Many countries will be disappointed with the results they achieved at the Eurovision Song Contest 2015 but none more than Germany and the hosts, Austria. Both countries ended the grand final at the bottom of the scoreboard with the dreaded nul points.

During the sixty year history of the Eurovision Song Contest, 38 songs have ended up without a single point – 20 during the period before the introduction of the current score system in 1975 and a further 18 since then – including songs from Switzerland and the Czech Republic which failed to score a point in their semi-finals in 2004 and 2009 respectively.

The failure by Germany and Austria score a single point in 2015 – and for them not to even award each other a single point – shocked fans with many taking to social media to express their disbelief that in a contest with 40 countries voting, with votes from the voting public and national juries, that it is still possible for a country to go home from the contest without a single point.

The songs from Germany and Austria were not deserving of the nul point tag which will now be attached to them.

Germany’s Ann Sophie and her song Black Smoke was by no means one of the favourites ahead of the contest but was well regarded by many. Ann Sophie’s election to Eurovision was by no means straightforward and she did not actually win the national final – her ‘victory’ only being awarded to her after actual winner Andreas Kümmert declined the ticket to Vienna.

Following the debacle, Ann Sophie received support from the German media and the public – the song, co-written by sought-after British singer Ella Eyre, became a minor hit in Germany prior to the contest – peaking at #29 on the official German singles chart. This chart position was lower than previous entrants Elaiza, who reached #4 on the German charts in 2014 and Cascada who peaked at #6 in 2013. The lack of a music video possibly harmed the chart success of Black Smoke resulting in it not becoming as commercially successful as its recent predecessors.

Ann Sophie performing Black Smoke in Vienna

Had the pre-2009 televoting system been used, Germany would still have only finished twenty-fifth of twenty-seven but would have scored 5 points, avoiding the nul points tag. The juries also ranked Germany at twentieth place, nowhere near the bottom of the field with seven countries below Germany.

Moving on to Austria’s result, The Makemakes went in to the 2015 contest representing the host country, actually having convincingly winning their nation’s song selection and with a hit single under their belts. The song with which they represented Austria, I Am Yours, had already peaked at #2 on the official Austrian singles chart following its release in March. Despite finishing at the very bottom of the scoreboard, The Makemakes have already shown their great sense of humour by referring to themselves on social media as “Zeroes of Our Time” – a play on the lyrics of Heroes, the winning song from Sweden.

TheMakemakes

Thomas Hanses (EBU)

The Austrian song was equally undeserving of being disregarded but unlike Germany, did actually score a zero. The voting public placed Austria dead last and had the pre-2009 system still been in place, without the juries, Austria would still have finished last. However, Austria placed significantly higher with the juries. Austria managed to score a thirteenth place with the juries – putting them just inside the top half of that scoreboard. Was this this not enough for them to score even one single point when both sets of scores were combined?

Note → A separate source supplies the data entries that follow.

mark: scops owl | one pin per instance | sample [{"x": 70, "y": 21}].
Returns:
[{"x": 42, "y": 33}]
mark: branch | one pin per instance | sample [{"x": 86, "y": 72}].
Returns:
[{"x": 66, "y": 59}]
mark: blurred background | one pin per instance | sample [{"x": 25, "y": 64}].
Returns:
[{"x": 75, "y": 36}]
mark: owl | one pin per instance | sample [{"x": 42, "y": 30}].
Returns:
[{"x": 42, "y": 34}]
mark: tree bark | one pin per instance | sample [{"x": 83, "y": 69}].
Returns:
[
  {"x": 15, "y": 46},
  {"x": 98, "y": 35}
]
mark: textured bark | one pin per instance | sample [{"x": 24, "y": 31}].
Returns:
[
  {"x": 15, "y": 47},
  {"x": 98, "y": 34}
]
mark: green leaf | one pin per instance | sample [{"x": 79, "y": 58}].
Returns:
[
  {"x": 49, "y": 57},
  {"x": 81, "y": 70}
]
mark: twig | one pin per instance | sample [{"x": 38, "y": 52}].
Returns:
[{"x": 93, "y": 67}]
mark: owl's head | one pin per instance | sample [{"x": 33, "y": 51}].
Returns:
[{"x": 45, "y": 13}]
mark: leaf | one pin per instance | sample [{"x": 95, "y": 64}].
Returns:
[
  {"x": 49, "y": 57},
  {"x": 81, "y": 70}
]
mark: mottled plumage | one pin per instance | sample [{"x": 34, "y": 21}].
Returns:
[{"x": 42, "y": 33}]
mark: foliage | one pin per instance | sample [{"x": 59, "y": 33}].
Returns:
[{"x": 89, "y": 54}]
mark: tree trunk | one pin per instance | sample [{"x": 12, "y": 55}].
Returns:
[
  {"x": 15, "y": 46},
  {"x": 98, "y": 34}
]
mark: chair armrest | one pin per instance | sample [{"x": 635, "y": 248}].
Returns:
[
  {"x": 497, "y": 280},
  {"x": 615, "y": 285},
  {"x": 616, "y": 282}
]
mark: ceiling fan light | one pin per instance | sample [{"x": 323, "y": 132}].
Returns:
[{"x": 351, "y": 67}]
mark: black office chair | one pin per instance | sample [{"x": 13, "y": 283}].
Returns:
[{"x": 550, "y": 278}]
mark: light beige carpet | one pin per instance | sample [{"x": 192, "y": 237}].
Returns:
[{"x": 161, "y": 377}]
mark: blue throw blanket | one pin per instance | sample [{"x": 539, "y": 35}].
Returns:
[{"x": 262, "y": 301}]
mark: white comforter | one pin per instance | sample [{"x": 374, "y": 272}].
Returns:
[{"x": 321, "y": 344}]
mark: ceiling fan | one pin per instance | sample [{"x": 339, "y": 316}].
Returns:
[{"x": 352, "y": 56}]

Even though both Germany and Austria are no strangers to having a zero next to their names on the scoreboard, how is it possible that two countries – both of whom have actually won the Eurovision Song Contest in the last five years – can finish with no points despite sending accomplished pop songs to a contest of pop songs? Could the fact that Germany are part of the “so-called Big Five” (as it was referred to by our hosts in Vienna) and Austria had direct qualification as the host have harmed their chances due to them not receiving the extra exposure that songs competing in the semi final enjoy? Or is the voting system where the songs are ranked by both the jurors and televoters be in need of reform to make it fairer and more transparent?

Performing on home soil - The Makemakes

Black Smoke and I Am Yours may not have been the best songs at Eurovision 2015 but were by no means the worst, by any stretch of the imagination. Two countries sent songs to Eurovision that would sit comfortably on any radio station playlist in Europe. There were other countries – they shall remain nameless – which were far more deserving of nul points. Hopefully, the careers of Ann Sophie and The Makemakes will not be damaged by the scores they received, or did not receive, at the Eurovision Song Contest 2015.